En 2004, il a été le premier à parler du sort des détenus à la prison irakienne d’Abou Ghraib, puis des mystérieuses disparitions de prisonniers d’Al-Qaïda[4].

L’affaire Hissène Habré[modifier | modifier le code]

Depuis 1999, Reed Brody travaille actuellement à côté des victimes de l’ex-dictateur du Tchad Hissène Habré, qui est en passe d’être jugé au Sénégal.

M. Habré a été inculpé au Sénégal en 2000 avant que la justice sénégalaise ne se déclare incompétente pour le juger. Ses victimes se sont alors tournées vers la Belgique. À l'issue de quatre années d'enquête, un juge belge a délivré un mandat d'arrêt international en septembre 2005 accusant M. Habré de crimes contre l'humanité, de crimes de guerre et d'actes de torture perpétrés durant les huit années de sa présidence de 1982 à 1990 et a demandé son extradition. Les autorités sénégalaises ont ensuite consulté l'Union africaine sur la "juridiction compétente" pour le juger.

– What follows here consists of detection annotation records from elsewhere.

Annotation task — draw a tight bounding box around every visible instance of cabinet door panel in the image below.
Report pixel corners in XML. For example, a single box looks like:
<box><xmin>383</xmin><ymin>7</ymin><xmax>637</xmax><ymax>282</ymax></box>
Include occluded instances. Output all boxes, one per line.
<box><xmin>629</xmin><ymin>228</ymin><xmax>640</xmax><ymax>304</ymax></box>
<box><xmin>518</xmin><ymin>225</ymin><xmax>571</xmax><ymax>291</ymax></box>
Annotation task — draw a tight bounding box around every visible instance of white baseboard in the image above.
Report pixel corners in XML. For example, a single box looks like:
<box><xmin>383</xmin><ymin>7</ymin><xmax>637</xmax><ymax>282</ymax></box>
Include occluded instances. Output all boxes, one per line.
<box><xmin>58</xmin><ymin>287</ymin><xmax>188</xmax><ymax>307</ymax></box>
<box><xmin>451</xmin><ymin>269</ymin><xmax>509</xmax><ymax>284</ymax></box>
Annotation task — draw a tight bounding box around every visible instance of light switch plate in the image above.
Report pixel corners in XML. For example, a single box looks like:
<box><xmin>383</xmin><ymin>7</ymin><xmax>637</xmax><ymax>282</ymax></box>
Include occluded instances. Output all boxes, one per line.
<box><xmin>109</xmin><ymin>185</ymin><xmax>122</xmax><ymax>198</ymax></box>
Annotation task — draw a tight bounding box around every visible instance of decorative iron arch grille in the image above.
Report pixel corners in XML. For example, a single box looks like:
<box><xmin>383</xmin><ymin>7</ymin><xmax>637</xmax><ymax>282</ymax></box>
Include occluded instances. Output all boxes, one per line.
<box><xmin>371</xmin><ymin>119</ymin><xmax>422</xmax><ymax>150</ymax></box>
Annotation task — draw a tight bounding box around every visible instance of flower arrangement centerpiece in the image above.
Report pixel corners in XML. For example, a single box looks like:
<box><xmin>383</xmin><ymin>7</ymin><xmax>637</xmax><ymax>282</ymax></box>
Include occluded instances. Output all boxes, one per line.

Le 2 juillet 2006, l'Union africaine a demandé au Sénégal de juger Hissène Habré "au nom de l'Afrique", ce que le Président du Sénégal, Abdoulaye Wade, a accepté[5].

L'affaire du juge Baltasar Garzon[modifier | modifier le code]

Il met en relief le cas du juge Garzon dont la mission était de dénoncer les crimes du régime franquiste et incriminé[6],[7].

Prix Nobel 2012[modifier | modifier le code]

En octobre 2012, il manifeste sa surprise à l'annonce de la remise du Prix Nobel de la paix à l'Union européenne[8].

Bibliographie[modifier | modifier le code]

En 1984, lors d’une mission d’enquête au Nicaragua, il a mis en lumière les atrocités commises contre les civils par les contras, financés par les États-Unis et a publié Contra Terror in Nicaragua.
Il est le coauteur du The Pinochet Papers: The Case of Augusto Pinochet in Spain and Britain et l’auteur du Précédent Pinochet: comment les victimes peuvent poursuivre à l’étranger les criminels des droits de l’homme. Reed Brody est l’auteur principal de Tibet: Human Rights and the Rule of Law.

Films documentaires[modifier | modifier le code]

Le travail de Reed Brody sur les affaires Pinochet et Habré a été retracé dans les films documentaires Hissène Habré: La Traque d’un Dictateur (Canal+ France, 2009), The Dictator Hunter[9] (Klaartje Quijrins, 2007) et Chasseur de dictateurs.

Vie privée[modifier | modifier le code]

Il a un fils, Zachary Brody, né en 2000, le résultat de son mariage avec la féministe et militant des droits de l'homme brésilienne Myriam Marques. Il a divorcé en décembre 2012.